Today we do this job manually, on a spreadsheet. And we create all of this Groups with tasks within them. So in the End the Scope is just a list of Groups with tasks, and to me this looked like a tree and i had heard of django-treebeard before, that’s why i tried to use it.

We haven’t identified this either way here.

It may be, it may not be.

That decision can only be made with a complete and clear understanding of what it is you’re trying to model - and the relationships between those entities.

You’re now possibly identifying three different (?) objects - Scope, Groups, Tasks, that may or may not have a hierarchical relationship among them.

They may just exist as separate models in a “container” relationship. (A Scope contains Groups.

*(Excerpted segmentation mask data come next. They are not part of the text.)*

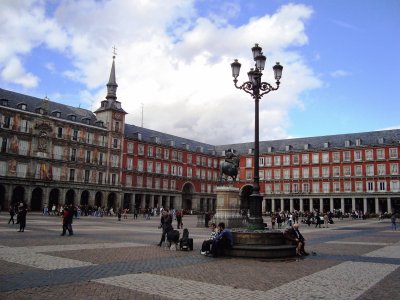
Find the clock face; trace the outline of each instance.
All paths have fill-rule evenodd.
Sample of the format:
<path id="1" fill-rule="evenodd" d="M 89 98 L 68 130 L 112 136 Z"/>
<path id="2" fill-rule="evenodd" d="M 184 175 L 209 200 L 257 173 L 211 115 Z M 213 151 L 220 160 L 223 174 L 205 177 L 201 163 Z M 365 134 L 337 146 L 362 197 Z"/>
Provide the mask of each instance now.
<path id="1" fill-rule="evenodd" d="M 121 120 L 122 115 L 120 113 L 114 113 L 114 119 Z"/>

A Group contains Tasks.)

If your relationships are always these three objects in that fixed relationship, then my initial reaction is no - this does not constitute a need for a tree. I’d be inclined to create those three separate models and leave it at that.

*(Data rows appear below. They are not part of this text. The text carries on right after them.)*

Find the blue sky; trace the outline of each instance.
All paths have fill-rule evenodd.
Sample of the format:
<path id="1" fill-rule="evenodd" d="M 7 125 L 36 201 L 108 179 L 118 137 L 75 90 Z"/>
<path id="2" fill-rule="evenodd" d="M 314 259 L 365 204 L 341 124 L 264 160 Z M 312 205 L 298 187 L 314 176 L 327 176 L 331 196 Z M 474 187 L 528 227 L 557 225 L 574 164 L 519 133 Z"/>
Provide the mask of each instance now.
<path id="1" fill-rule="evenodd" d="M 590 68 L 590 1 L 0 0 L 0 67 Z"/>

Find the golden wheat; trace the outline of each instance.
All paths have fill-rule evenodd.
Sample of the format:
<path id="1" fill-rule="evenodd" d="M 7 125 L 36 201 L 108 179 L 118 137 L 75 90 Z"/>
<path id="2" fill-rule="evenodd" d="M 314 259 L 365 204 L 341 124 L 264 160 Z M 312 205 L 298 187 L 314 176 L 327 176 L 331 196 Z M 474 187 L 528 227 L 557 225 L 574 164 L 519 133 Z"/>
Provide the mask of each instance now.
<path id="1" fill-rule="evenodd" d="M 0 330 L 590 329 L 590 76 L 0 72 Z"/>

Thanks for the time you spent replying here!

They are all the “same”. A task is a single activity (just a name), a group is a task that have subtasks, and the scope is all the activities.

If i approached this with a relationship i think it will look like this:

class Task(models.Model):
    proposal = models.ForeignKey(to=Proposal, on_delete=models.CASCADE)
    name = models.CharField(...)
    parent = models.ForeignKey(to="self", on_delete=models.CASCADE, null=True)

# Shell session
proposal = Proposal.objects.create(...)
group = Task.objects.create(name="Users", proposal=proposal)
create_user = Task.objects.create(name="Create User", parent=group, proposal=proposal)
send_email = Task.objects.create(name="Send an email...", parent=create_user, proposal=proposal)
delete_user = Task.objects.create(name="Delete User", parent=group, proposal=proposal)

another_group = Task.objects.create(name="CMS", proposal=proposal)
create_post = Task.objects.create(name="Create a Post", parent=another_group, proposal=proposal)

So the Scope here will be all the 6 Tasks.
There is no “concrete” Scope, it’s just the name of this set of tasks. Maybe i was not clear on my thoughts.

That’s really helpful, thanks.

However, I still have a problem understanding why you want to have a “proposal” reference on every task, if the tasks are grouped together as a set and are all related to the same Proposal.

It’s also still not clear to me how “deep” these relationships can get.

Can those subtasks have yet another layer of subtasks within them?

What I’m trying to determine here is whether or not a tree is an appropriate data structure.

I haven’t seen anything so far that leads me in that direction.

I think that i may go one or two levels in depth, but only one level is fine.
Like a Task with a Subtask (Group with tasks).

I think i don’t need to.
Referencing the “Group” task will do it.